Trehalose glycopolymer as an excipient for insulin stabilization: safety, mechanism, optimization, and fluid properties

Seminar series
Tue, Apr 20 4:00pm
Speaker Madeline B. Gelb
Department of Chemistry & Biochemistry

Abstract: Biopharmaceutics are widely used to treat serious diseases, but the architectural and chemical complexity that makes proteins good therapeutics renders them susceptible to degradation and aggregation during manufacturing, transportation, and storage. Loss of intact biopharmaceutics causes patient under-dosing as well as adverse reactions. With the growth of biopharmaceuticals coming to market, the need increases for benign excipients to stabilize proteins against environmental stresses without posing a safety concern. A class of glycopolymers bearing a pendant trehalose, a natural sugar, were developed by our group and demonstrated the ability to stabilize a range of biopharmaceuticals.
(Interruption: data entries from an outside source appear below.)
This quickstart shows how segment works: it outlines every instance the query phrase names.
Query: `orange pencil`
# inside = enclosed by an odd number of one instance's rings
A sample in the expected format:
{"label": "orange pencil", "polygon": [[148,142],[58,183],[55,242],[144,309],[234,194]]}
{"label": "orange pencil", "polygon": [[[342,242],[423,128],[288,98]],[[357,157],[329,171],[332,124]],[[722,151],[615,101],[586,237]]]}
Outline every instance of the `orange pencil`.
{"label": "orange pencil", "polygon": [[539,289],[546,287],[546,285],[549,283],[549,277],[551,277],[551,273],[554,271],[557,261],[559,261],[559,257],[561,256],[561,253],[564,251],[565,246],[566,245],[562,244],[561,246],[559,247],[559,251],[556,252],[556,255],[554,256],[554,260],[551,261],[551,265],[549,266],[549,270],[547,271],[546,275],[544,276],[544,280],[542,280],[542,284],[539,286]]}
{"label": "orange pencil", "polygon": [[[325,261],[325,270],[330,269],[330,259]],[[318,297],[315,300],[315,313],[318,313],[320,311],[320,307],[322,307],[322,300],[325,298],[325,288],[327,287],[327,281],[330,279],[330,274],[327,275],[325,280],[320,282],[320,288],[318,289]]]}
However, this research area had not yet explored the trehalose polymer for safety, mechanism of stabilization, physical properties, or potential optimization. This talk focuses on the ongoing efforts to expand our knowledge base in applying the methacrylate trehalose polymer as an excipient to formulate biopharmaceuticals. In particular, I will highlight the glycopolymer’s benign immunogenic, excretion, and biodistribution behaviors as well as how proteins are unaffected in vivo by the polymer. Next, because the mechanism by which proteins are stabilized as well as the conformation in which they are stabilized affects their onset of activity, I will show how the glycopolymer stabilizes insulin. Due to the importance of patient comfort and compliance, I will finally present my research into the fluid properties of the glycopolymer, optimization of insulin formulations, and optimized formulations properties. Altogether, this work shows specifically how insulin is stabilized by the methacrylate trehalose polymer and, more broadly, that the glycopolymer can be broadly applied as an excipient to stabilize therapeutic macromolecules safely and without significantly changing the in vivo response or physical properties.